Medical record review of the chest x-ray results dated 9/11/16 at 11:18 PM revealed "...overall improved aeration of both lungs. The right sided atelectasis is nearly resolved with small effusion remains...the intracardiac opacity has also improved...Persistent left basilar atelectasis and small bilateral pleural effusions...".
Medical record review revealed no documentation the laboratory tests specimens or the diagnostic tests were completed prior to the patient leaving.
Medical record review of an "Elopement Note" written by NP #1 on 9/11/16, not timed, stated "...This patient left the emergency department or waiting room with no communication to myself, nursing or administrative staff. There was no opportunity to discuss the patient's decision to leave, provide medical advice or discuss alternatives to leaving. The staff has made efforts to locate the patient without success..."
Medical record review of a nurse's note dated 9/12/16 at 1:04 AM revealed "...Pt left AMA [against medical advice] from WR [waiting room]. No papers signed..."
Review of the medical record from Facility B revealed Patient #3 presented to the ED on 9/12/15 at 1:00 AM. Further review of the medical record revealed the patient was triaged at Hospital #2 on 9/12/16 at 1:12 AM with vital signs: Blood Pressure 122/67, Pulse 121, Respirations 16, O2 Sat 99%, and Pain Level 10/10. Further review of the medical record revealed the patient was admitted to Facility B with a diagnosis of Pericarditis and Pleural Effusion on 9/12/16 and remained there as an impatient until discharged on 9/15/16.
Observations of a security video recording of Facility A's ED Waiting room revealed Patient #3 walked into the ED accompanied by an unknown man on 9/11/16 at 10:21 PM and walked directly to the nurses' desk, where she appeared to present for treatment.
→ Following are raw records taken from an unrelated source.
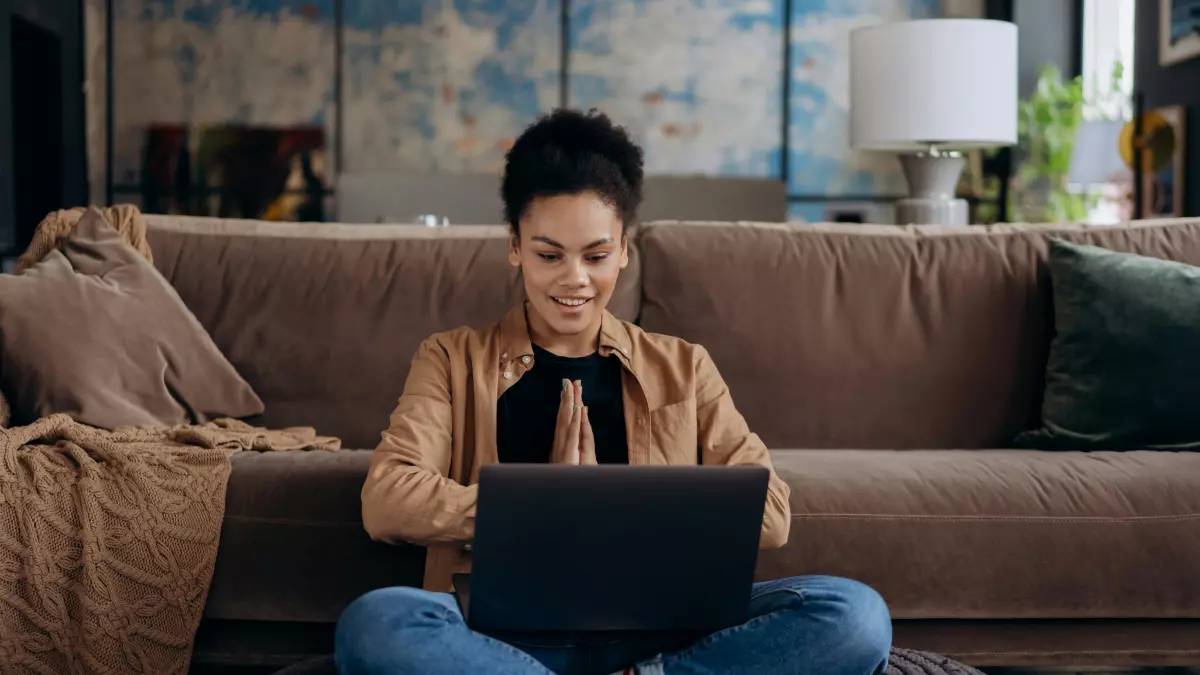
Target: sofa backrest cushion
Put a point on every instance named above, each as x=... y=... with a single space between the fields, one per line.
x=875 y=336
x=323 y=318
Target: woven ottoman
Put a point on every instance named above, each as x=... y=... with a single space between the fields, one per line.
x=901 y=662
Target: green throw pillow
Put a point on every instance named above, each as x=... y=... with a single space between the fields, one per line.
x=1125 y=364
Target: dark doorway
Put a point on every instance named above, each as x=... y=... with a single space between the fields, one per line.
x=36 y=126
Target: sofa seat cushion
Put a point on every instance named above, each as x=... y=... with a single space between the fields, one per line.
x=1000 y=533
x=292 y=543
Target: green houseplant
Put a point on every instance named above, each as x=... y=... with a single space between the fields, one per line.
x=1047 y=126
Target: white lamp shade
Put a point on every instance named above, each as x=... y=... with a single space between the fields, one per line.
x=949 y=83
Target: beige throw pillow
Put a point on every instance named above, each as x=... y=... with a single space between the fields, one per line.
x=95 y=332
Further review of the video revealed the following timeline for Patient #3's ED visit on 9/11/16 to 9/12/16:
10:21 PM Patient #3 entered ED and presented at nurses desk.
10:23 PM Patient #3 was taken by a nurse in a wheelchair to triage.
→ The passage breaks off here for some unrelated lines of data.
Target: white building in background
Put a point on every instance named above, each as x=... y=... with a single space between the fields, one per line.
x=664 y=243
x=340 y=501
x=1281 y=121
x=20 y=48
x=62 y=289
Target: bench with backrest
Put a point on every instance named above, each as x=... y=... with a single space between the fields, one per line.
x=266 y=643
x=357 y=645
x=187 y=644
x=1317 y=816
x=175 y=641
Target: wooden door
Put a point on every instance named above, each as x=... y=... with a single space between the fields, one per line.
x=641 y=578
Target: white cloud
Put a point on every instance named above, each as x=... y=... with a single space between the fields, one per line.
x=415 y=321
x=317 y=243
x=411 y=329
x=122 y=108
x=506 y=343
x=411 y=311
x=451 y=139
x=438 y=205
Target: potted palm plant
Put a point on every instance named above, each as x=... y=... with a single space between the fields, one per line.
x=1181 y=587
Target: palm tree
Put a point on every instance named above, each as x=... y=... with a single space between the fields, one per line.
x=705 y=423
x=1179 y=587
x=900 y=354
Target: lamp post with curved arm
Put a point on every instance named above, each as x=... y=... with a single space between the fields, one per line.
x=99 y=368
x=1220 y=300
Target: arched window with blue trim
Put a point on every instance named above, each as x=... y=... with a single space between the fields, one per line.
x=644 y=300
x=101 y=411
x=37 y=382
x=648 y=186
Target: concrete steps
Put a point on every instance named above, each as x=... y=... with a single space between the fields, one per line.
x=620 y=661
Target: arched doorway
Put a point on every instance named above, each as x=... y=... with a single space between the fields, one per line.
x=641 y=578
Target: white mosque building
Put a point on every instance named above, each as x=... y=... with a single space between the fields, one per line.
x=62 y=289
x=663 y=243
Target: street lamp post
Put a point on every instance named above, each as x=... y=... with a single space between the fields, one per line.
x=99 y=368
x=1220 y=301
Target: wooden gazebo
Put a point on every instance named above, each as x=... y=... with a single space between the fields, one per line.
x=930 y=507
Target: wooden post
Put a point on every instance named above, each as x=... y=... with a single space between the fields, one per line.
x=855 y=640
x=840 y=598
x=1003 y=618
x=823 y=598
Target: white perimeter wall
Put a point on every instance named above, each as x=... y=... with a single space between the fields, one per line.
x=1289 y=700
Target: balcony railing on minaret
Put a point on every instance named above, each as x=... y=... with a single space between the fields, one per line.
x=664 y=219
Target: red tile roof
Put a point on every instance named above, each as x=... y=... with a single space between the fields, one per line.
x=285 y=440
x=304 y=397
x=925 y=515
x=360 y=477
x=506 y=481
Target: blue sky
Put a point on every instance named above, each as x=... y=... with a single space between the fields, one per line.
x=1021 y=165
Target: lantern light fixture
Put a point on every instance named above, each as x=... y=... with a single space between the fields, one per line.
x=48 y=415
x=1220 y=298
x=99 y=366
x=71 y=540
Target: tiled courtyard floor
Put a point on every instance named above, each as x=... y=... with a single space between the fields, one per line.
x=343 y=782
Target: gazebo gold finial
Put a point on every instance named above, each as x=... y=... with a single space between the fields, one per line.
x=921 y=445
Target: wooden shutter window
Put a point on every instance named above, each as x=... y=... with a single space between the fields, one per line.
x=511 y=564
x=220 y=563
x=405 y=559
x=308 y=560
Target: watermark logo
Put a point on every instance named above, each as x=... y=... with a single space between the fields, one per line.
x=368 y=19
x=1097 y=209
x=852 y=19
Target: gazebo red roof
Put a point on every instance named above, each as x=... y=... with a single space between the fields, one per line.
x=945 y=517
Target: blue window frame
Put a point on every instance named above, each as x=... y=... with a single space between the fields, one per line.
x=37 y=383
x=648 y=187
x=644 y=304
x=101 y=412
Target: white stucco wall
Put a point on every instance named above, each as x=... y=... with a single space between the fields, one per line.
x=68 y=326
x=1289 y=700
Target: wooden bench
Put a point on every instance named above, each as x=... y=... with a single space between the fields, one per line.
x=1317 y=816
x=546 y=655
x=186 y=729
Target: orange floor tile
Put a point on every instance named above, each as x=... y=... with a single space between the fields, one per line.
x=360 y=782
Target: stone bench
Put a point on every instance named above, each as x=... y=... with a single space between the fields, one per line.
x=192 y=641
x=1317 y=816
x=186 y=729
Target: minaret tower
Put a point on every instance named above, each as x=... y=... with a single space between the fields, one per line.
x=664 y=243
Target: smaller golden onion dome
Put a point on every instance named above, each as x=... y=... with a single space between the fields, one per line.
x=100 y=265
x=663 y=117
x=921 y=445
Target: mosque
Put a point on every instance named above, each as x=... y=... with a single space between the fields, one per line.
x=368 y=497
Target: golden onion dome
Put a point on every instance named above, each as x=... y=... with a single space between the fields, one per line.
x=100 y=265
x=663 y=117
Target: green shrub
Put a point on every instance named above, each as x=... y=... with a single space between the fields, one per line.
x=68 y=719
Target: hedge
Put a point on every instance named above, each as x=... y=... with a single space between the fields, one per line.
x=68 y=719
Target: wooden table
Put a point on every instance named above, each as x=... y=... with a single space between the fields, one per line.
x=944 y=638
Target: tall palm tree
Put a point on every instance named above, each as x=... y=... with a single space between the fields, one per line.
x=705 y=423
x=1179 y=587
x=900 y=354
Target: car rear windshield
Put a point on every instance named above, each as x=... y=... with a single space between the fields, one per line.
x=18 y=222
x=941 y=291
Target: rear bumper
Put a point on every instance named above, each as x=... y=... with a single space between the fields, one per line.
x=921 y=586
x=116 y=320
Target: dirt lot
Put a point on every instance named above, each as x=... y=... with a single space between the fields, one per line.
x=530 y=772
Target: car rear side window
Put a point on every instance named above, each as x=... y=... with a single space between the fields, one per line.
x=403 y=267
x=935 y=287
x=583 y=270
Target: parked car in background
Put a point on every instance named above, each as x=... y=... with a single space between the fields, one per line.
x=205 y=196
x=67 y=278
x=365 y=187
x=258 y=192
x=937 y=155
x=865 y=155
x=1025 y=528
10:32 PM Patient #3 was returned to the waiting room by the nurse and sat in wheelchair in waiting room.
10:55 PM Patient #3 was taken to x-ray by wheelchair.
11:04 PM Patient #3 was returned from x-ray and was left sitting in the wheelchair in the waiting room.
11:38 PM Patient #3 was taken by wheelchair to the registration office.
11:41 PM Patient #3 was taken back to the waiting room in the wheelchair.
12:37 AM Patient #3 was observed walking out of ED waiting room (2 hours and 16 minutes after arrival) with a male and did not return.
Telephone interview with NP #1 on 9/27/16 at 8:25 AM on 9/27/16, confirmed Patient #3 left Facility A's ED prior to completion of the MSE. Continued interview confirmed the patient left before the laboratory specimens were obtained and before a re-assessment and a cardiology consult was provided.
Telephone interview with RN #1 on 9/26/16 at 3:45 PM confirmed Patient #3 left Facility A's ED on 9/11/16 before the nurse drew the blood specimens for laboratory tests. Continued interview confirmed the laboratory tests were not completed prior to the patient leaving the ED.